Wait, wait, wait. I hear you cry. What about choosing between right and wrong, good and evil? Well, you choose right and good, don’t you? What kind of dilemma is that? None. It’s not question of dilemma at all; so for our storytelling purposes we’re going to ignore that option. The reader knows that the character is always going to choose the “right” or “good” from their own inner compass. “Imagine Atilla, King of the Huns, poised on the borders of fifth century Europe, surveying his hordes and asking himself: ‘Should I invade, murder, rape, plunder and lay waste…or should I just go home?’ ”

Samples. I use popular movies for examples because most of us have seen these movies. Not all of us have read the same books. Okay one book, just cause it’s one of my faves.

Shrek: He must choose either protect his heart after a lifetime of rejection by everyone he’s ever met or risk that pain again and tell Princess Fiona he loves her and wants her to be with him, after being very nasty to her. Two mutually exclusive goods.

Outlander by Diana Gabaldon: Claire must choose between either staying in the past with the man she’s grown to love or going back to the future to her husband who she loves but does not know well. Two mutually exclusive goods.

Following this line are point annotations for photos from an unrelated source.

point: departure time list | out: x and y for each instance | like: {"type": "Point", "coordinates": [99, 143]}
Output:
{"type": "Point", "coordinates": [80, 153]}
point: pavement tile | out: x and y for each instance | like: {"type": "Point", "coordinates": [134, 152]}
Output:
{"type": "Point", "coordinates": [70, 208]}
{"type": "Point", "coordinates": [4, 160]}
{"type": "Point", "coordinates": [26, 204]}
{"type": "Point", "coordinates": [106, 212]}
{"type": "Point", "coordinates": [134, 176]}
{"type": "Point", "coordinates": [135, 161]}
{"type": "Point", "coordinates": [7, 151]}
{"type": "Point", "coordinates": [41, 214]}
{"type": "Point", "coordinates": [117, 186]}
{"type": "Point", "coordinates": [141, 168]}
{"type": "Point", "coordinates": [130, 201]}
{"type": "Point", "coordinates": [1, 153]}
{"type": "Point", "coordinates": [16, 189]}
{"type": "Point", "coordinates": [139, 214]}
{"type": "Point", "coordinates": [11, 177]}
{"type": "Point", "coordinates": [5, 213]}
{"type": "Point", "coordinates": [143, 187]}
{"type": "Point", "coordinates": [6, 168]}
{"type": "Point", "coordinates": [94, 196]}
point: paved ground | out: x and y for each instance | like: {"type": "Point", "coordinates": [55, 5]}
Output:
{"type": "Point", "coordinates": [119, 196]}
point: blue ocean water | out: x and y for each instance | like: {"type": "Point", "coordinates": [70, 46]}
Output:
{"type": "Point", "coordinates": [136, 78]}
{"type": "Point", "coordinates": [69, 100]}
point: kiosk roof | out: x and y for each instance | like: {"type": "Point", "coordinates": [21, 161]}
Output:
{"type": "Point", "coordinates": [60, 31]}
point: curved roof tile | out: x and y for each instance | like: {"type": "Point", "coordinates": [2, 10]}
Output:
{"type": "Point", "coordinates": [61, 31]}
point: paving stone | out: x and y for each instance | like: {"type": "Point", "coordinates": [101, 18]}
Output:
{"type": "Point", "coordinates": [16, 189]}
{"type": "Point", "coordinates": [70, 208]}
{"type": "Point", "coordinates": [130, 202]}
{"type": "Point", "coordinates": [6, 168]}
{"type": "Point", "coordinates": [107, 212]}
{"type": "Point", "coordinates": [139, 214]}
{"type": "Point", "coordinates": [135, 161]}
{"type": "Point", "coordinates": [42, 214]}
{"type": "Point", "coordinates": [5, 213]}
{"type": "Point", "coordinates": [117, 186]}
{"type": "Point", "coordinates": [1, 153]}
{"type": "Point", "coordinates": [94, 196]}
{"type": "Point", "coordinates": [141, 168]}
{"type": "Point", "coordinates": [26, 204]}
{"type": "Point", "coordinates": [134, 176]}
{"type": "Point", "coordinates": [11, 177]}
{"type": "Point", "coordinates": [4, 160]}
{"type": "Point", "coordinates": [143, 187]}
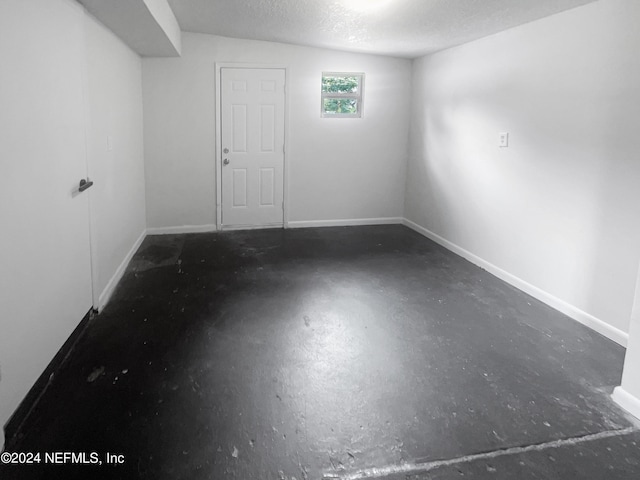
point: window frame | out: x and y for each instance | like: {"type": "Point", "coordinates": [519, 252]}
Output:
{"type": "Point", "coordinates": [358, 97]}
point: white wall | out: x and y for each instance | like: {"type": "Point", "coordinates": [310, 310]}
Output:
{"type": "Point", "coordinates": [65, 84]}
{"type": "Point", "coordinates": [559, 208]}
{"type": "Point", "coordinates": [339, 168]}
{"type": "Point", "coordinates": [114, 102]}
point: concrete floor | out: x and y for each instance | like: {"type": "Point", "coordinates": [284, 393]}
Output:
{"type": "Point", "coordinates": [330, 353]}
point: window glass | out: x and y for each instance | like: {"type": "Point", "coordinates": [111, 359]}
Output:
{"type": "Point", "coordinates": [342, 95]}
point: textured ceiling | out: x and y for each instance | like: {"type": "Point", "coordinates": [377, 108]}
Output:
{"type": "Point", "coordinates": [404, 28]}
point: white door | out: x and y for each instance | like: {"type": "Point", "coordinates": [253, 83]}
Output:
{"type": "Point", "coordinates": [252, 147]}
{"type": "Point", "coordinates": [45, 264]}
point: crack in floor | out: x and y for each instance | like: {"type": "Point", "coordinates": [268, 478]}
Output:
{"type": "Point", "coordinates": [415, 468]}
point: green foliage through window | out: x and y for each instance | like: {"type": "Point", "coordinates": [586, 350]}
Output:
{"type": "Point", "coordinates": [340, 84]}
{"type": "Point", "coordinates": [342, 94]}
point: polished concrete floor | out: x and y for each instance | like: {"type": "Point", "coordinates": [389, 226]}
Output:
{"type": "Point", "coordinates": [333, 353]}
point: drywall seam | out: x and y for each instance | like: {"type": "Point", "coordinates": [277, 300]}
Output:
{"type": "Point", "coordinates": [627, 401]}
{"type": "Point", "coordinates": [572, 311]}
{"type": "Point", "coordinates": [117, 276]}
{"type": "Point", "coordinates": [350, 222]}
{"type": "Point", "coordinates": [181, 229]}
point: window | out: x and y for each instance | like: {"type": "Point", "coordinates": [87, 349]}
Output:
{"type": "Point", "coordinates": [342, 95]}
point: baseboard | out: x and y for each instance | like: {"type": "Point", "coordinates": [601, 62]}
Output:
{"type": "Point", "coordinates": [19, 418]}
{"type": "Point", "coordinates": [345, 222]}
{"type": "Point", "coordinates": [627, 401]}
{"type": "Point", "coordinates": [104, 297]}
{"type": "Point", "coordinates": [572, 311]}
{"type": "Point", "coordinates": [182, 229]}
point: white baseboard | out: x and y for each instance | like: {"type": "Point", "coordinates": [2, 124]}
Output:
{"type": "Point", "coordinates": [231, 228]}
{"type": "Point", "coordinates": [572, 311]}
{"type": "Point", "coordinates": [627, 401]}
{"type": "Point", "coordinates": [182, 229]}
{"type": "Point", "coordinates": [117, 276]}
{"type": "Point", "coordinates": [345, 222]}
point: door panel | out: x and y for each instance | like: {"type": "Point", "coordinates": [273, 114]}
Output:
{"type": "Point", "coordinates": [253, 138]}
{"type": "Point", "coordinates": [45, 269]}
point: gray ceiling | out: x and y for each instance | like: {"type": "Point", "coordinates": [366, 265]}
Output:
{"type": "Point", "coordinates": [403, 28]}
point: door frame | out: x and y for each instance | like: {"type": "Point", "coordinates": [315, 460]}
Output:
{"type": "Point", "coordinates": [218, 144]}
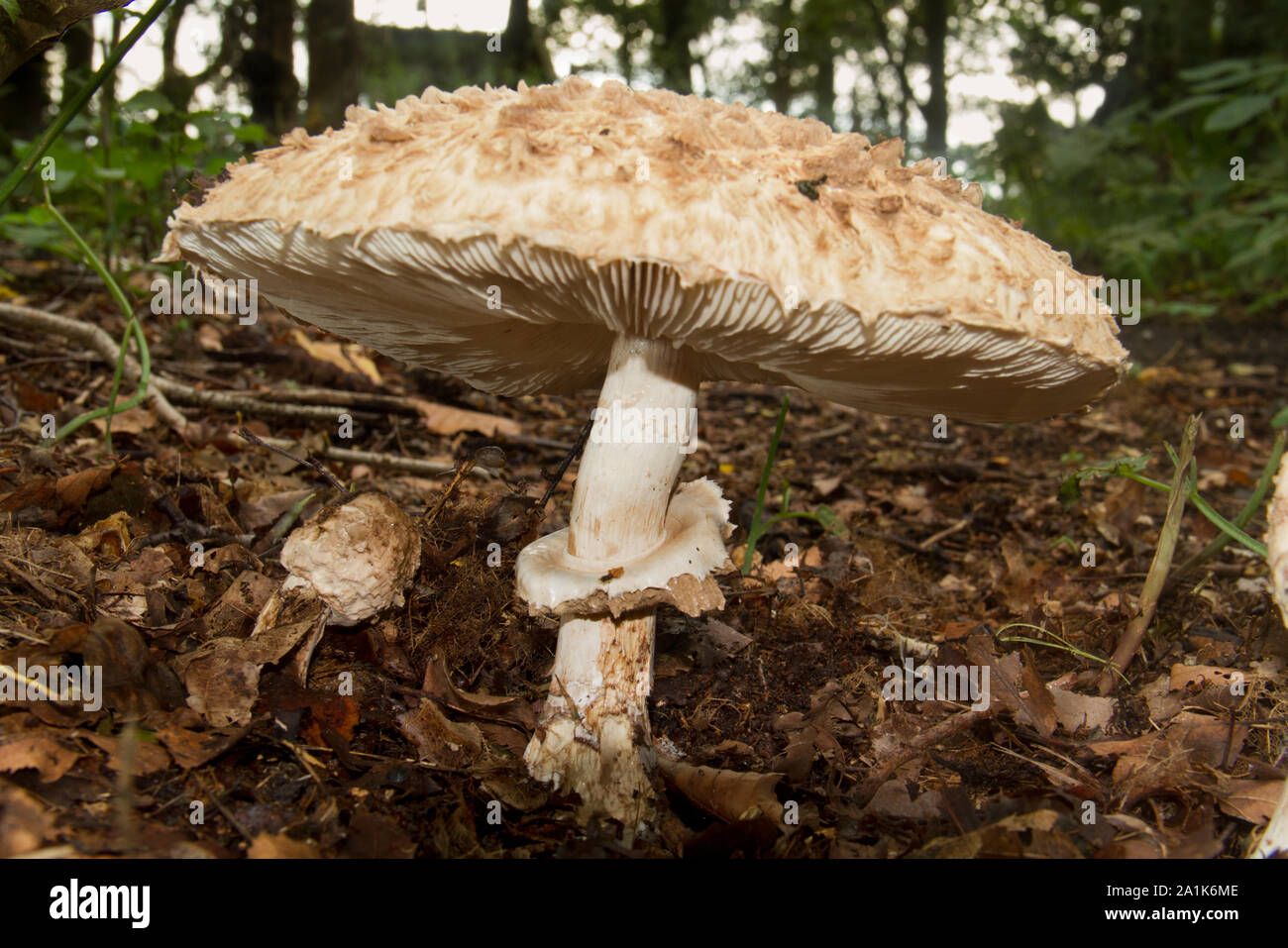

Men In Black: J must choose between giving up his entire identity or working for an unheard of top secret enclave that would be very exciting and fulfilling. Two mutually exclusive goods.

Serenity (If you haven’t seen it, you should): Mal must choose between being hunted down and killed or traveling through cannibal territory to look for something that may not even exist but might save his ass. The lesser of two evils.

Alien: Ripley must choose between holding her wounded friend and shipmate in quarantine or letting him into the ship for medical treatment and risk the entire crew to exposure to a dangerous element.

Pirates of the Caribbean Dead Man’s Chest: Elizabeth Swan chooses between trapping Jack on the Pearl for the Kracken to eat or everybody dying in the attack. The lesser of two evils.

So tell me what dilemma does your Character’s face. What do you make them risk?